The European Space Agency (ESA) has said that the UK will stay as part of the ESA when it leaves the EU, but will have to renegotiate terms to continue participating in certain projects.

Jean Bruston, head of ESA’s EU policy office, told journalists in Paris, France, that the ESA is autonomous from the European Union and should not be directly affected by Brexit.

20 EU countries, including the UK, belong to the ESA, which gets about a quarter of its budget from the current 28 member bloc.

The other two members are non-EU countries Norway and Switzerland.

Apart from its ESA participation, the UK is also party to several EU-driven space programmes.

These include the Copernicus satellite system to monitor environmental damage and boost disaster relief, and Horizon 2020, which seeks to boost scientific research and innovation.

However, the UK could still contribute to Galileo and Copernicus if it negotiated a third-party agreement with the EU, which is what Norway and Switzerland have done.
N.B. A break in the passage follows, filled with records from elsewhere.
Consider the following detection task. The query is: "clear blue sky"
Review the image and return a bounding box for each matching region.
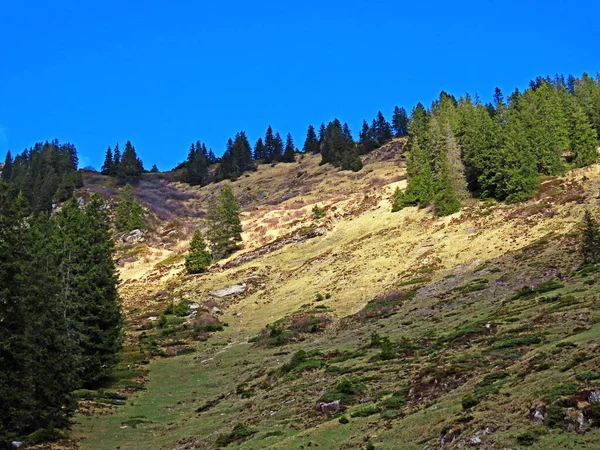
[0,0,600,170]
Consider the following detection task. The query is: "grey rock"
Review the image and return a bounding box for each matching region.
[212,283,246,298]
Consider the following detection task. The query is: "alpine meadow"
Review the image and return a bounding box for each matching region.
[0,0,600,450]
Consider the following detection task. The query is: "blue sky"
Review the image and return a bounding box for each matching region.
[0,0,600,170]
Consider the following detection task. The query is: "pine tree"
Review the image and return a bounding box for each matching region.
[0,150,13,183]
[208,148,218,164]
[281,133,296,163]
[100,147,114,175]
[253,138,265,161]
[78,194,121,385]
[494,113,539,203]
[54,195,122,387]
[392,106,408,137]
[115,184,145,233]
[185,230,212,273]
[569,99,598,167]
[109,142,121,176]
[581,210,600,264]
[373,111,392,146]
[206,184,242,259]
[0,188,78,438]
[264,125,277,163]
[115,141,144,184]
[358,120,378,154]
[302,125,321,154]
[432,118,468,216]
[185,142,210,186]
[392,140,435,212]
[271,133,283,162]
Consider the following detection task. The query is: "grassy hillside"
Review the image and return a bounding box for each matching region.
[72,145,600,449]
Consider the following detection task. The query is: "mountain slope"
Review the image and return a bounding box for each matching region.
[74,145,600,449]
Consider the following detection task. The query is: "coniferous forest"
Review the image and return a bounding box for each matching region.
[0,146,122,441]
[0,70,600,441]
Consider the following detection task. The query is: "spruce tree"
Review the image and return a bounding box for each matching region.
[206,184,242,259]
[185,230,212,273]
[271,133,283,162]
[100,147,114,175]
[392,140,435,212]
[281,133,296,163]
[109,142,121,176]
[0,183,78,432]
[358,120,378,154]
[0,150,13,183]
[117,141,144,184]
[115,184,145,233]
[392,106,408,137]
[253,138,265,161]
[581,210,600,264]
[264,125,277,163]
[569,99,598,167]
[302,125,321,154]
[54,195,121,387]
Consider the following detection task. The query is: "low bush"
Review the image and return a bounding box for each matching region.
[350,406,381,417]
[215,423,257,447]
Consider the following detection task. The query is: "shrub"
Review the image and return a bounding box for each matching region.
[378,391,406,409]
[312,205,326,220]
[492,333,543,350]
[542,383,579,402]
[163,301,190,317]
[545,403,565,428]
[576,372,600,381]
[215,423,257,447]
[321,378,364,404]
[25,428,65,444]
[193,314,223,334]
[350,406,381,417]
[461,394,479,409]
[517,429,542,447]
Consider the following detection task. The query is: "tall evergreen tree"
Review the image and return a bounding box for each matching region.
[185,142,210,186]
[581,210,600,264]
[109,142,121,176]
[117,141,144,184]
[55,195,121,387]
[100,146,114,175]
[281,133,296,163]
[373,111,392,146]
[569,99,598,167]
[185,230,212,273]
[0,150,13,183]
[358,120,378,154]
[0,187,78,438]
[264,125,277,163]
[302,125,321,154]
[115,184,145,233]
[392,106,408,136]
[206,184,242,259]
[271,133,283,161]
[392,140,435,211]
[254,138,266,161]
[434,119,468,216]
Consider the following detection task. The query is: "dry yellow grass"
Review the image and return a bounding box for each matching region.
[116,141,600,337]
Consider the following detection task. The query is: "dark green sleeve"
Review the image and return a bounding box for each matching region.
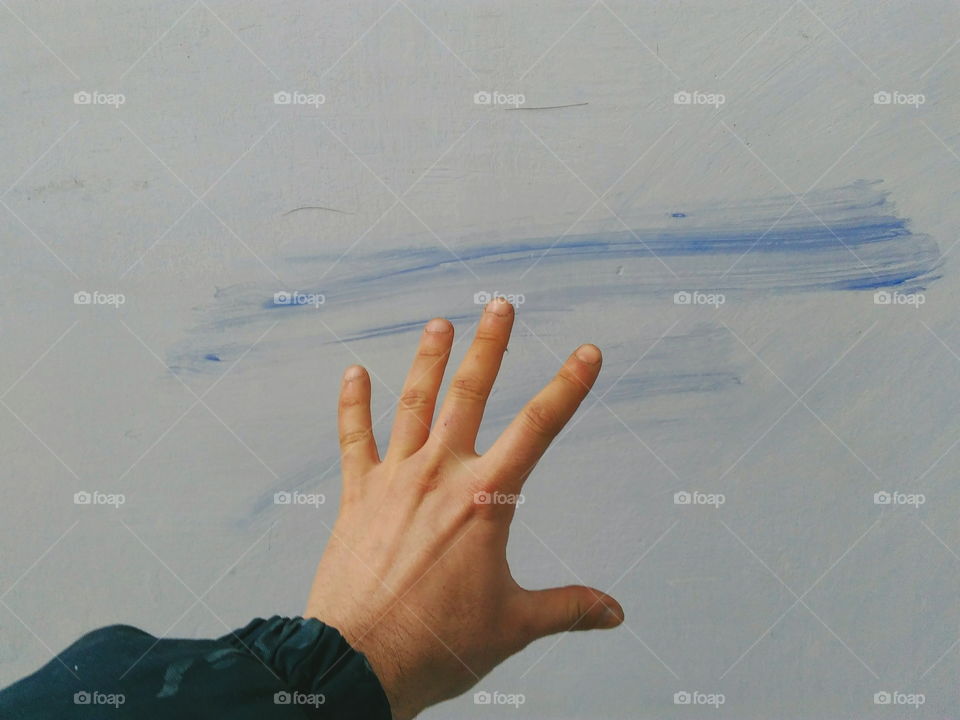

As non-EU members, they make project-specific contributions to the EU. The ESA, in turn, can place contracts with companies in those countries.

ESA director-general Jan Woerner told AFP this week “the UK will remain a member state of ESA, this is very clear.

“But of course, as we are also dealing with European programmes like Copernicus and Galileo, and also the question of UK citizens working on the continent and all these legal issues, we have to take it into account.”